Choose Mechanism 3 when:

  • Internal threads are difficult to release
  • Collapsible cores are required
  • Complex internal geometry exists

Choose Mechanism 7 when:

  • High torque is required
  • Rack and pinion systems are suitable
  • Simplicity is preferred

Design Parameters Required

Before sizing a hydraulic unscrewing system, the following values must be known:

□ Thread Diameter

□ Thread Pitch

□ Engagement Length

□ Number of Turns

□ Required Torque

□ Desired Cycle Time

□ Available Hydraulic Pressure

□ Available Mold Space

These values will drive all subsequent calculations.

Hydraulic Unscrewing Design Checklist

Before selecting a hydraulic system verify:

□ Thread geometry reviewed

□ Required turns calculated

□ Required torque estimated

□ Internal thread requirements reviewed

□ Mold space evaluated

□ Hydraulic pressure available

□ Maintenance access considered

□ Reliability target established

Part 2 – Cylinder Sizing, Force Calculations and Torque Generation

In Part 1, we examined the operating principles of hydraulic unscrewing systems and introduced:

  • Mechanism 3 – Hydraulic Continuous Internal Thread Unscrewing
  • Mechanism 7 – Hydraulic Cylinder Driven Unscrewing

The next step is determining the size of the hydraulic components required to release the molded thread.

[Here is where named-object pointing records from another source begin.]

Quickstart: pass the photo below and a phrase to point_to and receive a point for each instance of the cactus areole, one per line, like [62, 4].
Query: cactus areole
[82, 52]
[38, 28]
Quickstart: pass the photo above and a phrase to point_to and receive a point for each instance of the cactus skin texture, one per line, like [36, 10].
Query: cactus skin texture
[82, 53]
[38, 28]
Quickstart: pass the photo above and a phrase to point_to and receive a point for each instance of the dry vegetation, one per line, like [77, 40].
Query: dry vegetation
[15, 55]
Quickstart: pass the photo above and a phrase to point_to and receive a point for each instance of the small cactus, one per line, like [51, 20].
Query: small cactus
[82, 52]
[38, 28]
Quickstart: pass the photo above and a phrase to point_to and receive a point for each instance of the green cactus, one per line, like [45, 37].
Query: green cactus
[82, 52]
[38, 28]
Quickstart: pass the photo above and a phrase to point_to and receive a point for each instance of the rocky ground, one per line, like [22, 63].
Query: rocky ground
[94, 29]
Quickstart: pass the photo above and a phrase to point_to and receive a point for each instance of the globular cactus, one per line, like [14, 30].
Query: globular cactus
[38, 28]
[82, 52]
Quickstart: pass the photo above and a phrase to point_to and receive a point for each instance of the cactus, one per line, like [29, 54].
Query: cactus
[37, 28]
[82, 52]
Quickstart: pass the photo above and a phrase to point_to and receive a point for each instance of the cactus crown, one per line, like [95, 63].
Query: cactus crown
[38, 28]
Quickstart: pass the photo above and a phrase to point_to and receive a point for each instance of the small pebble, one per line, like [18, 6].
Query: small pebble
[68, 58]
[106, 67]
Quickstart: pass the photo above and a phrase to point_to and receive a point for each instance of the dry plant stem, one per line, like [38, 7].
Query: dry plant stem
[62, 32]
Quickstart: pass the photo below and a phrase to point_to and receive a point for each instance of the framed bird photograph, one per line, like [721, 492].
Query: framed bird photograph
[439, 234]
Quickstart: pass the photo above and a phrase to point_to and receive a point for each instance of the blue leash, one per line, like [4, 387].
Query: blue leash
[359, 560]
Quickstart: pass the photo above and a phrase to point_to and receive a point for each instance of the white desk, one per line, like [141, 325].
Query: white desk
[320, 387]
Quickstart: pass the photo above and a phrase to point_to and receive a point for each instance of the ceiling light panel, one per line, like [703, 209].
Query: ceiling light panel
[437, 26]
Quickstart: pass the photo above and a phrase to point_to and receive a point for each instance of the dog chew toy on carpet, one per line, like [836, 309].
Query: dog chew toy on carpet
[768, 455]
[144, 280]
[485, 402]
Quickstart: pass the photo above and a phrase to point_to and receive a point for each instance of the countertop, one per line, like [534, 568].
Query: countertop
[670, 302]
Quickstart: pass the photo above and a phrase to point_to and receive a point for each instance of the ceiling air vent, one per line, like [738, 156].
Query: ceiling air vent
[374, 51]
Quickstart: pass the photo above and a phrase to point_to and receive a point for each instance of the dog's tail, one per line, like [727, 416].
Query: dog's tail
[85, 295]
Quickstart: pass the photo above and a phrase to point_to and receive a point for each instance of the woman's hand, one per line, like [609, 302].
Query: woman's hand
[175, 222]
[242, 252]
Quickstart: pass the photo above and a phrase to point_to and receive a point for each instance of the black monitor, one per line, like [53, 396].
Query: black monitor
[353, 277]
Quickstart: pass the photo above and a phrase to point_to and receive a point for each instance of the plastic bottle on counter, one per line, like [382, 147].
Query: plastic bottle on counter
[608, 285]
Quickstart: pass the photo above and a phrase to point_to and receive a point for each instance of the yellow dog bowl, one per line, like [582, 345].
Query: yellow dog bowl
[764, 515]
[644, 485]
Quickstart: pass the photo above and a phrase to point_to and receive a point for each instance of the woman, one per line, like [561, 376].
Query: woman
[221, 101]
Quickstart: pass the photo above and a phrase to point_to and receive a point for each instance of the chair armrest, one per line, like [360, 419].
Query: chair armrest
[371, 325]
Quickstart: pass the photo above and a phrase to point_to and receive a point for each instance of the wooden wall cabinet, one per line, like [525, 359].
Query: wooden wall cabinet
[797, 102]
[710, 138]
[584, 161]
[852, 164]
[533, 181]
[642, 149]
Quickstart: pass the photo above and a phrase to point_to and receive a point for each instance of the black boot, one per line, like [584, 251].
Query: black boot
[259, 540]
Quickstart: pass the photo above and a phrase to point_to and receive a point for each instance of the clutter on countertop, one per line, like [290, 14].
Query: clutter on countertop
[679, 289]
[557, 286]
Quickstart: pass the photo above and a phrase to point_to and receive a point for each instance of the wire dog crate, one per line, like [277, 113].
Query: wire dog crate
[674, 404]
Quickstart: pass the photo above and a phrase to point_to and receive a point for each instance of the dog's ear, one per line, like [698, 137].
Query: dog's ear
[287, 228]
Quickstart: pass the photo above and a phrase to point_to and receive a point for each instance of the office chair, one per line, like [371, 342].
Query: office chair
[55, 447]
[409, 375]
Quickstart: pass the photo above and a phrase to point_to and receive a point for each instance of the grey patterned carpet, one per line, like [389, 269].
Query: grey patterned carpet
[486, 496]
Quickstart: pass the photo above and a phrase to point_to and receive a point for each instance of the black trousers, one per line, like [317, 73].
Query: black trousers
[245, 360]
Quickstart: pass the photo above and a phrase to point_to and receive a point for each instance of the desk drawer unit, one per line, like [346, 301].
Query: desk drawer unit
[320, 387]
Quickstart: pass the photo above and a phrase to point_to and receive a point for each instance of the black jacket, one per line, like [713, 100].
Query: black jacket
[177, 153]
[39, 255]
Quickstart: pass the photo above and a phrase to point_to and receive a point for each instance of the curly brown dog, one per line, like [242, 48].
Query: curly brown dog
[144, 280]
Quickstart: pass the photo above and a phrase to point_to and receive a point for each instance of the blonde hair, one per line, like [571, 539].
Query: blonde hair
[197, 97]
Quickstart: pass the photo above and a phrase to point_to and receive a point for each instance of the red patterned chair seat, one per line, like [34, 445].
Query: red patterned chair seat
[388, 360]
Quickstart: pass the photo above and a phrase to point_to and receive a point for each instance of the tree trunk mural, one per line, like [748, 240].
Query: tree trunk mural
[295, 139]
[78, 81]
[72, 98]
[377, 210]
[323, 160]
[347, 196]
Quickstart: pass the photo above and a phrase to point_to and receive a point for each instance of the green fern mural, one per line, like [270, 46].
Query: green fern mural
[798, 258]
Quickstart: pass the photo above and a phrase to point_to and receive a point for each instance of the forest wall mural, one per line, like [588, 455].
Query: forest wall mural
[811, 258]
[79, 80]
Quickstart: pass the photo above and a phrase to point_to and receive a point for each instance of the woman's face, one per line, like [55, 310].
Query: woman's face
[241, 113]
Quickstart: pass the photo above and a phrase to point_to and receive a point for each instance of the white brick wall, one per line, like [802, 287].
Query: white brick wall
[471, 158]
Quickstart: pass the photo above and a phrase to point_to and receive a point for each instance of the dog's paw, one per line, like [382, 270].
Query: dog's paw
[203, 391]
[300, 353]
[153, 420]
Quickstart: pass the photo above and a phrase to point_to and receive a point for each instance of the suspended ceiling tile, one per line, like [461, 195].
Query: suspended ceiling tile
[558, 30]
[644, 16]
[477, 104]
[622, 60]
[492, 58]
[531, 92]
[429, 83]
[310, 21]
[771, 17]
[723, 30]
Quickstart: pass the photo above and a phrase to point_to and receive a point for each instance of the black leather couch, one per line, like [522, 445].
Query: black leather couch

Hydraulic systems are unique because they generate force directly through fluid pressure.

Unlike mechanical systems, where force is generated through gears and shafts, hydraulic systems begin with pressure and convert it into motion.

This chapter explains how to calculate:

  • Cylinder force
  • Piston area
  • Hydraulic pressure
  • Rack force
  • Torque generation
  • Hydraulic efficiency
  • Safety factors

These calculations form the foundation of hydraulic unscrewing design.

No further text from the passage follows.